Modern Americans have more of almost everything: more time on Earth, more wealth, more things, more information, more power, more acquaintances, and so many more choices. . . . Americans began as a ‘people of plenty’ in David Potter’s words, but became even more so. And, over generations, more of those who had been outside the circle of plenty and outside the culture of independence which plenty sustained . . . joined it. In this sense, more Americans became more American.

Arguably the most important of those items is choices. The capacious range of possibilities Americans face demands that they make and often remake many decisions—about what career to pursue, whom to marry, how many children to have, what loyalties to honor, where to live, how to vote, where to worship, and, yes, how to define their identities, a story that links Benjamin Franklin to F. Scott Fitzgerald’s Jay Gatsby and Philip Roth’s Swede Levov. Fischer insists that living their lives in such circumstances does not make Americans all alike—far from it—but that a society that nurtures that kind of diversity and constant redefinition of place and community, self and soul can legitimately claim to have a distinctive character. (Fischer also acknowledges the apparent paradox that “as individuals wrested greater personal control of their lives from arbitrary events, they made increasingly similar choices.”)

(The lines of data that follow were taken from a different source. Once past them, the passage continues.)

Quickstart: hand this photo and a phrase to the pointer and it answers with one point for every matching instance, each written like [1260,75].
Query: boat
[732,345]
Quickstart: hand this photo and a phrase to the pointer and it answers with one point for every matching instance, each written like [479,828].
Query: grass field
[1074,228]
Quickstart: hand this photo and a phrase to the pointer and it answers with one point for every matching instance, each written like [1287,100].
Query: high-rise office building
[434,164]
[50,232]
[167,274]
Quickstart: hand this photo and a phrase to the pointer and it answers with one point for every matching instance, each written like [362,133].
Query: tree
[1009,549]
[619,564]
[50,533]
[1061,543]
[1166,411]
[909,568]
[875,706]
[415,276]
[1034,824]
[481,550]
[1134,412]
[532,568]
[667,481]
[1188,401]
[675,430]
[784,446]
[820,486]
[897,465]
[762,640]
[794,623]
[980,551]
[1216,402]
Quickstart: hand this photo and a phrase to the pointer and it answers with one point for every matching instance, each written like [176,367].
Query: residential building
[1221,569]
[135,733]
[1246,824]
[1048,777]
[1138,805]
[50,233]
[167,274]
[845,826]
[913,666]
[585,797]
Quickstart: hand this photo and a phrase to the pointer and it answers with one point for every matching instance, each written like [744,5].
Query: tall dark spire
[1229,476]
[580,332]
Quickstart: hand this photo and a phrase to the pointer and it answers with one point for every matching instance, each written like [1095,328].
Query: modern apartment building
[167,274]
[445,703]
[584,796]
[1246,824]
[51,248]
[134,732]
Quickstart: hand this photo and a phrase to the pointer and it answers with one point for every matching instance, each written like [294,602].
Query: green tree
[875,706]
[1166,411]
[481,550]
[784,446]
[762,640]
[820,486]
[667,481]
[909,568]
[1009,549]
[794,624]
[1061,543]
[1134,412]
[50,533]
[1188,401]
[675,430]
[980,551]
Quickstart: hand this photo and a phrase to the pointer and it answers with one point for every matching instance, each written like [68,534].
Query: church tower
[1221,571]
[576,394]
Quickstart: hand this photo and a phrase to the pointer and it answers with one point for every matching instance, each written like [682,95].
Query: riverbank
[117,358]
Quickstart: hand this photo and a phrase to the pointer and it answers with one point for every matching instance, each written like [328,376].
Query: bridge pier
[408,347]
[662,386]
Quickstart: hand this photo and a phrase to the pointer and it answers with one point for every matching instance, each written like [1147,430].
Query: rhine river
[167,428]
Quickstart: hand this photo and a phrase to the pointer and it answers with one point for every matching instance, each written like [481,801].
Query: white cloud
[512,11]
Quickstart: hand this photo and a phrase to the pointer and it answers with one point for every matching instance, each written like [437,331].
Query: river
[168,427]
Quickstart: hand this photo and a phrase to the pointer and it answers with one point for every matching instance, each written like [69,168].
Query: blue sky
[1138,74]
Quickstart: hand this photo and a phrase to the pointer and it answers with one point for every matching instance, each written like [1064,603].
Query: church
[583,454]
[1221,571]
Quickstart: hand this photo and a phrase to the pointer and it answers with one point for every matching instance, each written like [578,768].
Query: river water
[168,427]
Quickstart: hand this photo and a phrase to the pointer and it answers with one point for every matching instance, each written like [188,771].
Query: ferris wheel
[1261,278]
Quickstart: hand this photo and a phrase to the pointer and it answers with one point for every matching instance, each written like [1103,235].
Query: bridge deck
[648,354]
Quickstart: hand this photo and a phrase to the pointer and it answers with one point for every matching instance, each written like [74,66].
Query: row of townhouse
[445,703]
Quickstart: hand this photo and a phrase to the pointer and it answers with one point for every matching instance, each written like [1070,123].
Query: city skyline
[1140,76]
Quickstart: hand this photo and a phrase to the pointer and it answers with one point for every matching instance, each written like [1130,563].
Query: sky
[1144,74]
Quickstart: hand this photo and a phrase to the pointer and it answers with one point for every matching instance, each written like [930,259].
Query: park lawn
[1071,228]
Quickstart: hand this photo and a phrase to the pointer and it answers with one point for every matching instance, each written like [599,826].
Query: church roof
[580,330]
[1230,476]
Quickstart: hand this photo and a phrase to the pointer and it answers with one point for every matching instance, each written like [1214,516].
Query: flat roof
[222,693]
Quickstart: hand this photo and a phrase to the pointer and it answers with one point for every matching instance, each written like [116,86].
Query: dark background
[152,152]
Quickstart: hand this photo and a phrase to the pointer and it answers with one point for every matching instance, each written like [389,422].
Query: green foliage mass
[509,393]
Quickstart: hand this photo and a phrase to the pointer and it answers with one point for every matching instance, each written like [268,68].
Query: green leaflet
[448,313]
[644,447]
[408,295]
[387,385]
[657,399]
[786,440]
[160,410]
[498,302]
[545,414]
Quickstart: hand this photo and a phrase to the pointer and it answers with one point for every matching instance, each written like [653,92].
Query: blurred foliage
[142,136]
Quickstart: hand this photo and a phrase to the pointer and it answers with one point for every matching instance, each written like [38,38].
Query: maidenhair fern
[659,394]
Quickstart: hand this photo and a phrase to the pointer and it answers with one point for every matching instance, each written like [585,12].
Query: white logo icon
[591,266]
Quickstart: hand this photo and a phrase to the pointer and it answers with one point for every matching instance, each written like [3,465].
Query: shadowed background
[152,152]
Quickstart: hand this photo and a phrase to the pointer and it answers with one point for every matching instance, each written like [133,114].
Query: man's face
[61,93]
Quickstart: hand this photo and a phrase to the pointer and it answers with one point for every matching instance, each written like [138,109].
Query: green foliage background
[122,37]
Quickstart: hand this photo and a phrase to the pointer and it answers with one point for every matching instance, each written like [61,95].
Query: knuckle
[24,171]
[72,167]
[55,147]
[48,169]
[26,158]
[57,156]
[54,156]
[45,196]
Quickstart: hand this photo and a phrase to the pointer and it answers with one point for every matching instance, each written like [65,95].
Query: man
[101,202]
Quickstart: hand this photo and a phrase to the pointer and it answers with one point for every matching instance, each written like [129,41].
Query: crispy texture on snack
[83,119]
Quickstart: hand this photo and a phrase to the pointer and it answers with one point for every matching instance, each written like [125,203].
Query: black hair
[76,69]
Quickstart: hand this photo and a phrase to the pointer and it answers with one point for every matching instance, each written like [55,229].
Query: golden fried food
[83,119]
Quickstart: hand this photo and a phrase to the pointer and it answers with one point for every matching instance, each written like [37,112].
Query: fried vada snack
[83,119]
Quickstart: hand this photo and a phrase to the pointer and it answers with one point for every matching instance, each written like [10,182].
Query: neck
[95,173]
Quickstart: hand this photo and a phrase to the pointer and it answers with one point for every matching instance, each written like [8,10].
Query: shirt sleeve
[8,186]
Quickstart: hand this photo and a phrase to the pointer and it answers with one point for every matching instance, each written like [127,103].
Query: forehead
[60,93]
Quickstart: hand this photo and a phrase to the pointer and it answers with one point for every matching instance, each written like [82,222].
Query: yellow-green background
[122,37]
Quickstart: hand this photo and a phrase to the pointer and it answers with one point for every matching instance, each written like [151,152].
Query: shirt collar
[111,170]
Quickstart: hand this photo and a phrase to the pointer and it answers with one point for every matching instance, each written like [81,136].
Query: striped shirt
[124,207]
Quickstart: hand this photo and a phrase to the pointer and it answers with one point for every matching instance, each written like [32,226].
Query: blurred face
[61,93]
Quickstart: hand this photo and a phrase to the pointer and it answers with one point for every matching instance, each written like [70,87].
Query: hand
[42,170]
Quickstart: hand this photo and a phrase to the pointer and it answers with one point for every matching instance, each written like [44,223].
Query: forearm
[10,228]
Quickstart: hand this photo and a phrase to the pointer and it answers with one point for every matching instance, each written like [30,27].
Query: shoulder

Fischer’s emphasis on diversity as a critical aspect of American national character recollects one of Potter’s cardinal points. In an essay titled “The Quest for the National Character,” Potter wrote:

In a society as complex as that of the United States . . . it may be that the common factors underlying the various manifestations [of diversity] are [what] our quest should seek. . . . To detect what qualities Americans share in their diversity may be far more revealing than to superimpose the stereotype of a fictitious uniformity,

something Potter was far too subtle and sensitive ever to have argued. “Figuratively,” Potter went on,

in seeking for what is common, one should think of the metal from which Americans are forged, no matter into how many shapes this metal may be cast, rather than thinking of a die with which they all are stamped into an identical shape.

Justice Oliver Wendell Holmes made a similar point in his fabled dissent in the notorious 1905 Supreme Court case, Lochner v. New York. The Constitution, he said, is “made for people of fundamentally differing views.” Rather than presume uniformity, the Constitution provides the common institutional and ideational structure that informs and bounds the differences among us, and has often helped us to reconcile them. Fischer does not directly address that topic, but the Constitution may be said to be yet another defining element in the historically enduring character of American society. Every group that has sought safer standing and fuller inclusion in American life has appealed to both its spirit and its letter. The Constitution has prescribed values, and rules of fair play derived from those values, that distinguish the American game from those played elsewhere. That game has a rich and fascinating history, from Tocqueville’s time to our own, as Fischer’s important book demonstrates. It remains for historians to get back into it.